On Wednesday, Kathy Hochul, the governor of New York State, lifted the prohibition on masks in public places, including restaurants, gyms, and stores. The regulation on December 13 was in response to a “winter surge” number of illnesses caused by the coronavirus. Will lift it on Thursday. On February 21, it would have officially run out of time with The Island Now.
The elimination of the restriction that Hochul enacted does not apply to indoor facilities by school districts. On Tuesday, she said that masks would be necessary until February 28. She said that in the meanwhile, kids would receive home testing kits.
- Hochul stated, “Keeping business open has always been the first concern. They want to utilize this occasion to thank those parents, teachers, and managers who came today to share.
- Hochul claims she has been in constant contact with school officials around the state to discuss removing the mandate.
Robert S. Schneider, the executive director of the New York School Boards Association, remarked that the governor, like school board members, must consider a range of considerations before deciding what is best for our children. The author argues that if the governor were more receptive to educators’ views, it would help everyone make better decisions.
- Before Hochul could remove the necessity for holding meetings inside, the executive of Nassau County, Bruce Blakeman, petitioned the governor to do away with the rule.
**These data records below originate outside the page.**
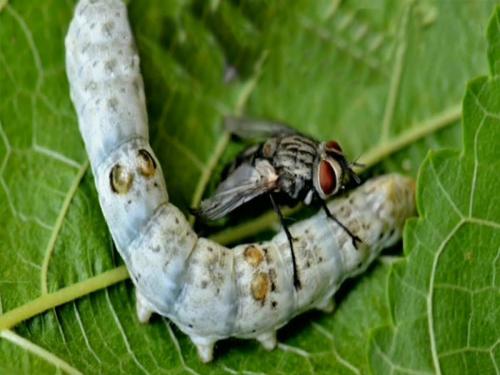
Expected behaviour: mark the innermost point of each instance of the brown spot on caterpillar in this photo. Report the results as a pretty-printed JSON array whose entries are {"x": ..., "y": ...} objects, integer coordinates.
[
  {"x": 120, "y": 179},
  {"x": 272, "y": 277},
  {"x": 260, "y": 286},
  {"x": 113, "y": 104},
  {"x": 253, "y": 255},
  {"x": 147, "y": 165}
]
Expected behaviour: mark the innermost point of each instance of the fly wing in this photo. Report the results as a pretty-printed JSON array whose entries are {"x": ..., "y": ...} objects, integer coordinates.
[
  {"x": 256, "y": 129},
  {"x": 242, "y": 185}
]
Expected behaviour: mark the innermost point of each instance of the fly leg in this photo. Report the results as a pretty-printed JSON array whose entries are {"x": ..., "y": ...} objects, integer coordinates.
[
  {"x": 296, "y": 281},
  {"x": 355, "y": 239}
]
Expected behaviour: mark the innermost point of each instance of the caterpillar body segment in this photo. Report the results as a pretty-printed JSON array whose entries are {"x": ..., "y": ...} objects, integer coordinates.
[{"x": 209, "y": 291}]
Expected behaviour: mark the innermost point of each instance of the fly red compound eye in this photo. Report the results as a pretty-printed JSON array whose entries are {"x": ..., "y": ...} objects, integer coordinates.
[
  {"x": 327, "y": 178},
  {"x": 333, "y": 146}
]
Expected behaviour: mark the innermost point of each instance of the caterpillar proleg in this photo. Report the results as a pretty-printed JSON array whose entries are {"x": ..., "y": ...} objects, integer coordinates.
[{"x": 209, "y": 291}]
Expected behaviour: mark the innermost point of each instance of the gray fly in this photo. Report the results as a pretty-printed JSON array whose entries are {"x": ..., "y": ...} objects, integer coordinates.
[{"x": 286, "y": 165}]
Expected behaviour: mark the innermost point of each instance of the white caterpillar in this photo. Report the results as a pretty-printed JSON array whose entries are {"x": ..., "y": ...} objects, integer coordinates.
[{"x": 210, "y": 292}]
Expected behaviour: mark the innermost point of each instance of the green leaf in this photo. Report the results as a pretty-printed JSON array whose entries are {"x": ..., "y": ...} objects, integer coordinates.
[
  {"x": 383, "y": 77},
  {"x": 444, "y": 295}
]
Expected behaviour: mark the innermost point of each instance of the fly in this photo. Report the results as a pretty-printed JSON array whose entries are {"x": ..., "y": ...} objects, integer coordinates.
[{"x": 286, "y": 164}]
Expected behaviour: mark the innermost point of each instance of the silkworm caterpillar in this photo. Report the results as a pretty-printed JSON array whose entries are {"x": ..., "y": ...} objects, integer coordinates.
[{"x": 210, "y": 292}]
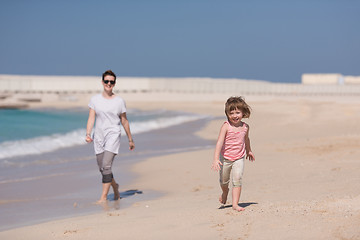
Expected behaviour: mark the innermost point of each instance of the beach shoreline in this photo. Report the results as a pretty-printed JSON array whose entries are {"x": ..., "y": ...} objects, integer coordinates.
[{"x": 305, "y": 175}]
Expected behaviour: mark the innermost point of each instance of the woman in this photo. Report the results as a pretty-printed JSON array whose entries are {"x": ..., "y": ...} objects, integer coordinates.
[{"x": 109, "y": 111}]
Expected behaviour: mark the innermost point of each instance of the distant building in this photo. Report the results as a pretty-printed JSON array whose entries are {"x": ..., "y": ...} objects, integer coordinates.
[{"x": 329, "y": 79}]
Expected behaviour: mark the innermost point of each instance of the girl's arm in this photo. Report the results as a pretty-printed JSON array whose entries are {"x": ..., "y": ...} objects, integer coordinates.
[
  {"x": 125, "y": 123},
  {"x": 90, "y": 125},
  {"x": 216, "y": 162},
  {"x": 249, "y": 153}
]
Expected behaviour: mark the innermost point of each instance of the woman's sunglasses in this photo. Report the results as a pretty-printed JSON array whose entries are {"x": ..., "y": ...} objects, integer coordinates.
[{"x": 111, "y": 82}]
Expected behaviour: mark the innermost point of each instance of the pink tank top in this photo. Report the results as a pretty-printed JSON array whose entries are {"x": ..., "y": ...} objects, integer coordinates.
[{"x": 234, "y": 143}]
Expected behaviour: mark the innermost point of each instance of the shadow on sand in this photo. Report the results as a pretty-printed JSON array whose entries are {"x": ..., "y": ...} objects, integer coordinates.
[
  {"x": 124, "y": 194},
  {"x": 244, "y": 205}
]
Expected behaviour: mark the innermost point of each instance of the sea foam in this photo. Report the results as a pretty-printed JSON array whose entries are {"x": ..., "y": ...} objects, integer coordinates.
[{"x": 53, "y": 142}]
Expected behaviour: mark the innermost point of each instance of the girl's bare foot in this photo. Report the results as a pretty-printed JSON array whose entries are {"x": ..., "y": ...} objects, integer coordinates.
[{"x": 238, "y": 208}]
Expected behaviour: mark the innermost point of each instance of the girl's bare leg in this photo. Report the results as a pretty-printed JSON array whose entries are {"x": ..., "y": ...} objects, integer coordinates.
[
  {"x": 236, "y": 197},
  {"x": 223, "y": 196},
  {"x": 106, "y": 187},
  {"x": 115, "y": 187}
]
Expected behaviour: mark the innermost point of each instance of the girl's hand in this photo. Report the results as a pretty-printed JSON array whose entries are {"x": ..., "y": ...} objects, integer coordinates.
[
  {"x": 88, "y": 139},
  {"x": 131, "y": 145},
  {"x": 216, "y": 165},
  {"x": 250, "y": 156}
]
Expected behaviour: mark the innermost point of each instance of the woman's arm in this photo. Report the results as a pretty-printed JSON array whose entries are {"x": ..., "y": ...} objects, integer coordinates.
[
  {"x": 125, "y": 123},
  {"x": 90, "y": 125}
]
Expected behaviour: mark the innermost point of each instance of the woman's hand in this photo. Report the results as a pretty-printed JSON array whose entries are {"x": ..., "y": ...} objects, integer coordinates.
[
  {"x": 216, "y": 165},
  {"x": 250, "y": 156},
  {"x": 88, "y": 139}
]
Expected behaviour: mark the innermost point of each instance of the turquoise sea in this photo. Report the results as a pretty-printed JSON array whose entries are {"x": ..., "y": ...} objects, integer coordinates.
[{"x": 27, "y": 132}]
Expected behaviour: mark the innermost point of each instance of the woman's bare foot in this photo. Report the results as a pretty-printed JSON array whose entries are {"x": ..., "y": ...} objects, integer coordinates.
[
  {"x": 101, "y": 201},
  {"x": 238, "y": 208},
  {"x": 116, "y": 193}
]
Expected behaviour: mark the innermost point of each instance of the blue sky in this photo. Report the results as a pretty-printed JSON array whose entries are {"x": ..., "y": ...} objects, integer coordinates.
[{"x": 274, "y": 40}]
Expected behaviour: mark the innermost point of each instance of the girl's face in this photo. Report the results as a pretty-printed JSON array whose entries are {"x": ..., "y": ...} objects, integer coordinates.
[
  {"x": 235, "y": 116},
  {"x": 108, "y": 82}
]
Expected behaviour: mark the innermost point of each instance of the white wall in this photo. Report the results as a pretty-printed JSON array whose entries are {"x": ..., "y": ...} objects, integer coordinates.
[{"x": 72, "y": 84}]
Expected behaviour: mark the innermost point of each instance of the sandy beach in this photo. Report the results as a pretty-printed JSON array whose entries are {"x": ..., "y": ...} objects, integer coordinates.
[{"x": 304, "y": 183}]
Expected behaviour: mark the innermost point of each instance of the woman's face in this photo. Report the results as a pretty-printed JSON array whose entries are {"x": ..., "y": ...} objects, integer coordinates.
[{"x": 108, "y": 82}]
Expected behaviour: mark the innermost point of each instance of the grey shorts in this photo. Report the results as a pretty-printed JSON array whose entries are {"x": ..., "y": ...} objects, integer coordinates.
[{"x": 237, "y": 169}]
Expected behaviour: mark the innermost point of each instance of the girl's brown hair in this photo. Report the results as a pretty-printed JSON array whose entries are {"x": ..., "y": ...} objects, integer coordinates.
[{"x": 239, "y": 103}]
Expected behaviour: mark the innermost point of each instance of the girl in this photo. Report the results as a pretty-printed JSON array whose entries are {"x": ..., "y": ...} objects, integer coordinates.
[
  {"x": 109, "y": 111},
  {"x": 232, "y": 146}
]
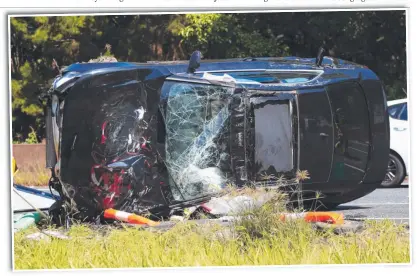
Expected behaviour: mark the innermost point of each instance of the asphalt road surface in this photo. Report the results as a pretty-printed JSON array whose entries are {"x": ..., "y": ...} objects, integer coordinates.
[{"x": 383, "y": 203}]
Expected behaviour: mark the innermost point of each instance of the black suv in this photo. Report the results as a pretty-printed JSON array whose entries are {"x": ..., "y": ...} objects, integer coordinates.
[{"x": 152, "y": 136}]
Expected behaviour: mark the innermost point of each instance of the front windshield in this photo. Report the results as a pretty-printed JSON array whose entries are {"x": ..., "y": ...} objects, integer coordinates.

- With a statement, Blakeman urged, “Let kids be kids again.” That’s the recommendation I’d make to Governor Hochul. She has one week to reverse the school’s mask policy, restore students’ right to personal autonomy, and restore childhood.
- Statewide Democratic leaders criticized Republican Governor Blakeman after he issued an executive order in mid-January providing school districts the choice of enforcing mask restrictions or not.
The state must submit its material for an appeal of a lawsuit that a group made of 14 parents, and authorities have stated that the need for masks in schools may continue to be in effect until at least March 2. According to the lawsuit, Hochul’s mask requirement violated many laws and regulations.
Some Long Island school districts made masks optional on January 25 after Justice Thomas Rademaker of the State Supreme Court in Nassau County on January 24 found that the restrictions were unlawful. Appellate Judge Robert J. Miller ordered the school districts that had made mask wear voluntary to return to Hochul’s guidelines the following day.